直通運転開始当初は揖斐線内はモ510とモ520を連結して2両運転、忠節駅で切り離して岐阜市内線では1両ずつの単行運転を行っていたが、1975年(昭和50年)から連結したまま市内線に入ってくるようになった。

その後の改造[編集]

1972年(昭和47年)から1979年(昭和54年)にかけて、車体塗装の名鉄スカーレット単色化、車内放送装置新設、客用扉・ワイパーの自動化なども施工された。

晩年[編集]

1980年代に入ると非冷房のモ510・520は時代遅れとみなされるようになり、特に偽スチール車で老朽化著しいモ520形は1988年(昭和63年)までにモ770形に代替される形で全廃された。同年にはモ510形のうちトップナンバーのモ511とラストナンバーのモ515も廃車されている。

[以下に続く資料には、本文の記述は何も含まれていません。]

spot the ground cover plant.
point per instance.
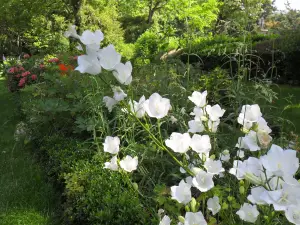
(176, 157)
(153, 112)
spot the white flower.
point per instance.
(119, 94)
(198, 98)
(282, 198)
(92, 39)
(109, 57)
(292, 213)
(179, 142)
(157, 106)
(225, 156)
(200, 144)
(213, 125)
(248, 142)
(111, 145)
(71, 32)
(112, 165)
(173, 119)
(197, 112)
(88, 64)
(248, 213)
(214, 112)
(194, 219)
(240, 154)
(213, 205)
(182, 192)
(138, 107)
(109, 102)
(262, 125)
(264, 139)
(122, 73)
(249, 115)
(256, 196)
(213, 166)
(195, 126)
(165, 220)
(129, 164)
(280, 162)
(203, 181)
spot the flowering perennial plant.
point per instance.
(269, 169)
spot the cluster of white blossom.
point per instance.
(272, 174)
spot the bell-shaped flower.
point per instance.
(213, 166)
(182, 192)
(282, 198)
(214, 112)
(88, 64)
(122, 73)
(157, 106)
(200, 144)
(248, 142)
(292, 213)
(249, 115)
(264, 139)
(213, 125)
(194, 219)
(111, 145)
(119, 94)
(109, 57)
(165, 220)
(203, 181)
(197, 112)
(179, 142)
(225, 156)
(138, 107)
(248, 213)
(129, 164)
(198, 98)
(262, 125)
(280, 162)
(71, 32)
(213, 205)
(112, 165)
(195, 126)
(92, 39)
(257, 196)
(109, 102)
(240, 154)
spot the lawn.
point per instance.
(26, 198)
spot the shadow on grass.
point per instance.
(25, 196)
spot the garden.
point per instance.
(168, 112)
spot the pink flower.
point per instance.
(53, 60)
(33, 77)
(26, 56)
(22, 82)
(25, 74)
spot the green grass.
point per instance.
(26, 198)
(287, 96)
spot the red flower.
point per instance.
(55, 60)
(25, 74)
(33, 77)
(26, 56)
(22, 82)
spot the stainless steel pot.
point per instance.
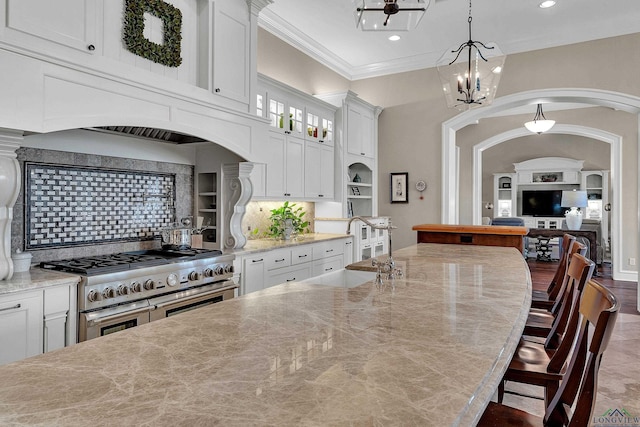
(177, 237)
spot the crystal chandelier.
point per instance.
(539, 123)
(472, 83)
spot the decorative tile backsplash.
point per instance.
(68, 205)
(183, 197)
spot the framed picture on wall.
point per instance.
(399, 187)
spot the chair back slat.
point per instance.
(598, 311)
(579, 272)
(554, 287)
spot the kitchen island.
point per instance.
(426, 349)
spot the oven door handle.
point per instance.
(205, 294)
(96, 318)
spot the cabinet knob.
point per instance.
(15, 307)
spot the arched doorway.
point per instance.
(450, 177)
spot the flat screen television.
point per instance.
(542, 203)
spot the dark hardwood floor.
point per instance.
(626, 292)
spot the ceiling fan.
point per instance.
(414, 9)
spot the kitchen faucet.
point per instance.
(389, 266)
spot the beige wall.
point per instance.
(414, 109)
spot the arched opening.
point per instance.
(617, 101)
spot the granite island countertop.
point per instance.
(428, 349)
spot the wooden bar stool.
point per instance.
(546, 299)
(541, 322)
(598, 311)
(539, 364)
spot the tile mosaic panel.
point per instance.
(69, 206)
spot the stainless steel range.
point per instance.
(124, 290)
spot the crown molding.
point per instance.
(272, 23)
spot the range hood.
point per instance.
(150, 133)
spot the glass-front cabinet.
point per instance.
(596, 184)
(319, 126)
(504, 195)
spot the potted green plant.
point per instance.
(287, 220)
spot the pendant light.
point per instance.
(472, 83)
(539, 124)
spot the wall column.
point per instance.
(10, 141)
(236, 193)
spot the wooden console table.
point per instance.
(484, 235)
(559, 232)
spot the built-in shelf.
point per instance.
(208, 208)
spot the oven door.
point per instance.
(106, 321)
(190, 299)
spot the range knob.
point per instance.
(172, 279)
(94, 296)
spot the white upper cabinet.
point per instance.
(230, 54)
(360, 132)
(299, 157)
(319, 170)
(70, 23)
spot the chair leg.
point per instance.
(501, 390)
(549, 391)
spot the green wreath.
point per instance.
(167, 53)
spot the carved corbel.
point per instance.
(237, 192)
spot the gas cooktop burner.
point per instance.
(103, 264)
(191, 253)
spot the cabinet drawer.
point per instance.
(301, 255)
(291, 274)
(278, 259)
(328, 249)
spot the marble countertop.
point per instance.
(428, 349)
(36, 278)
(262, 245)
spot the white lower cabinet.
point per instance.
(270, 268)
(252, 277)
(289, 274)
(20, 326)
(36, 321)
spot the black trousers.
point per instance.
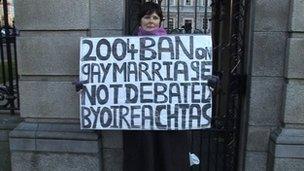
(156, 151)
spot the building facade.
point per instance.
(47, 134)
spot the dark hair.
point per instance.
(148, 8)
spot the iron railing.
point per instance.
(9, 88)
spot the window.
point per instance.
(171, 23)
(188, 2)
(188, 24)
(171, 2)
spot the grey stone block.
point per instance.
(27, 161)
(296, 15)
(46, 99)
(22, 144)
(293, 108)
(52, 15)
(265, 101)
(3, 135)
(75, 146)
(113, 159)
(5, 163)
(112, 139)
(255, 161)
(288, 136)
(268, 54)
(289, 151)
(271, 15)
(107, 14)
(283, 164)
(295, 60)
(53, 54)
(106, 32)
(56, 138)
(258, 138)
(8, 121)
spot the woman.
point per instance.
(154, 150)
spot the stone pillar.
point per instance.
(48, 50)
(286, 148)
(7, 123)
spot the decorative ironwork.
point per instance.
(9, 89)
(217, 147)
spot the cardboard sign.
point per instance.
(146, 83)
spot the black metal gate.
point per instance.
(9, 93)
(217, 147)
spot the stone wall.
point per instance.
(268, 49)
(287, 142)
(48, 53)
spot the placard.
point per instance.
(146, 83)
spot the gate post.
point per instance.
(50, 138)
(286, 148)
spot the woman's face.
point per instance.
(150, 22)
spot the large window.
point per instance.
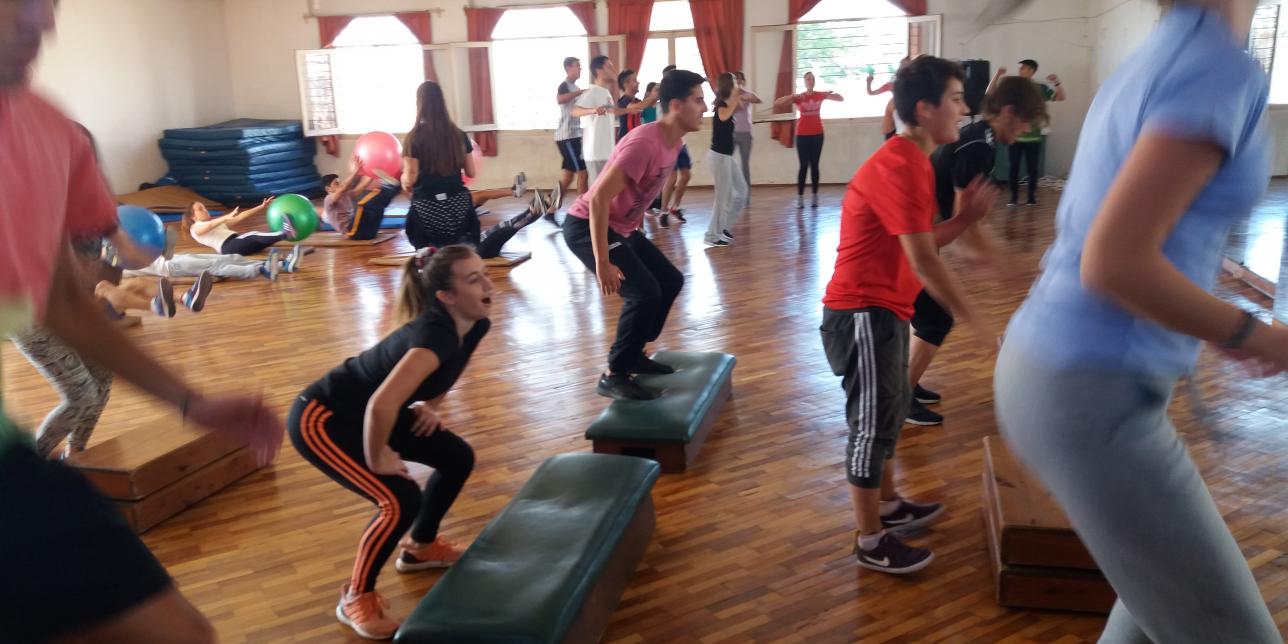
(671, 41)
(366, 83)
(841, 43)
(528, 48)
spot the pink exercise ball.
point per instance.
(380, 153)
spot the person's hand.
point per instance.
(426, 419)
(978, 198)
(609, 277)
(387, 463)
(242, 417)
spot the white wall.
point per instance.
(130, 68)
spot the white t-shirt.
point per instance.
(596, 132)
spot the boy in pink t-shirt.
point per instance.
(75, 569)
(602, 228)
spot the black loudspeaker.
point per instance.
(976, 83)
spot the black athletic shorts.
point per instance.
(930, 320)
(67, 558)
(683, 161)
(571, 152)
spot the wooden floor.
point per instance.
(754, 542)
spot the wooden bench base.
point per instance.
(156, 472)
(1037, 559)
(674, 457)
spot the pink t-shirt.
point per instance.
(41, 148)
(647, 161)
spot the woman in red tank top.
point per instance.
(809, 134)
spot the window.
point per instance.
(841, 43)
(671, 43)
(528, 47)
(336, 84)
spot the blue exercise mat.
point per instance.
(238, 129)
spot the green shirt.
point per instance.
(1034, 134)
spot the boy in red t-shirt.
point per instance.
(888, 250)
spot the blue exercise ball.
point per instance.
(144, 229)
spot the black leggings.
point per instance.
(649, 287)
(809, 150)
(334, 445)
(1031, 152)
(249, 244)
(454, 220)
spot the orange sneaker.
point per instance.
(365, 613)
(417, 557)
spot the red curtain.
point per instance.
(785, 132)
(911, 7)
(479, 25)
(330, 27)
(630, 18)
(718, 26)
(585, 12)
(420, 26)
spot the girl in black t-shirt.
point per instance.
(435, 153)
(358, 423)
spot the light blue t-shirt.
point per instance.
(1193, 79)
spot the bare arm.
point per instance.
(781, 102)
(411, 171)
(608, 186)
(1122, 258)
(384, 406)
(571, 95)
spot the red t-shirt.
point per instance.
(50, 189)
(893, 193)
(809, 106)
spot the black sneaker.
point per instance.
(622, 387)
(925, 396)
(893, 557)
(911, 515)
(649, 366)
(920, 415)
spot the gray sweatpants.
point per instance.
(742, 146)
(730, 195)
(1104, 447)
(229, 267)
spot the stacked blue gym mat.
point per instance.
(244, 160)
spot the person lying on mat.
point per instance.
(218, 235)
(356, 206)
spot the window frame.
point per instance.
(767, 112)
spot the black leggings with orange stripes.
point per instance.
(331, 439)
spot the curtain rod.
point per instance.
(312, 14)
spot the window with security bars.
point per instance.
(318, 90)
(1264, 35)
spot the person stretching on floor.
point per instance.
(358, 423)
(435, 155)
(356, 206)
(602, 228)
(218, 235)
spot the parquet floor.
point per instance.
(752, 544)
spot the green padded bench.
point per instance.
(551, 567)
(671, 428)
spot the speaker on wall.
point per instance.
(976, 83)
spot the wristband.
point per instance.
(1240, 335)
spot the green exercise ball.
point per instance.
(296, 209)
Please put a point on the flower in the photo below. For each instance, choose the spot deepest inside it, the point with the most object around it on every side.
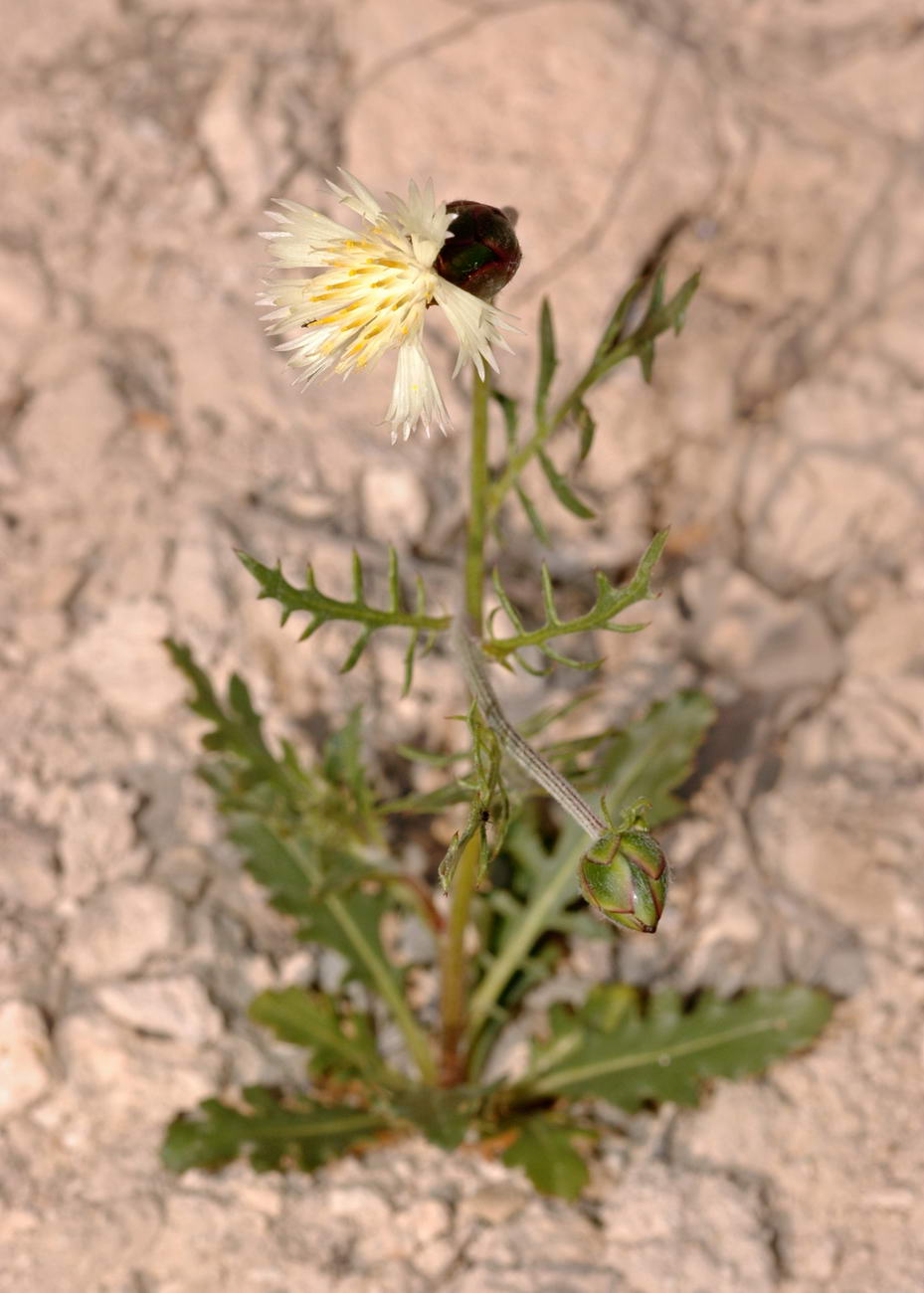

残ったモ512~514の3両は引き続き運用に入り、鉄道友の会エバーグリーン賞受賞時に車体色を直通開始当初のカラーリングであるスカーレットと白のツートンに塗り替え、3両連結で運用に入ることもあった。しかし1997年(平成9年)にモ780形が登場するといよいよ定期運用を失って予備車に格下げ。2000年(平成12年)にはモ512が廃車となってしまう。最後まで残ったモ513・514の2両は名鉄600V線区全廃を見届けた。

保存車[編集]

  • モ512 - 美濃市の旧美濃駅で保存。車内の座席は全て撤去。
  • モ513 - 岐阜市内の金公園での保存を経て、2019年(令和元年)11月から岐阜駅北口広場で保存。
  • モ514 - 揖斐川町の旧谷汲駅で保存。
  • モ515 - 車体のみ名古屋市内のレストラン店内で保存。

以上の他、モ522の車体も埼玉県川越市内のレストラン店内で保存されていたが、2009年(平成21年)に同店舗が閉店し、店舗もろとも解体された。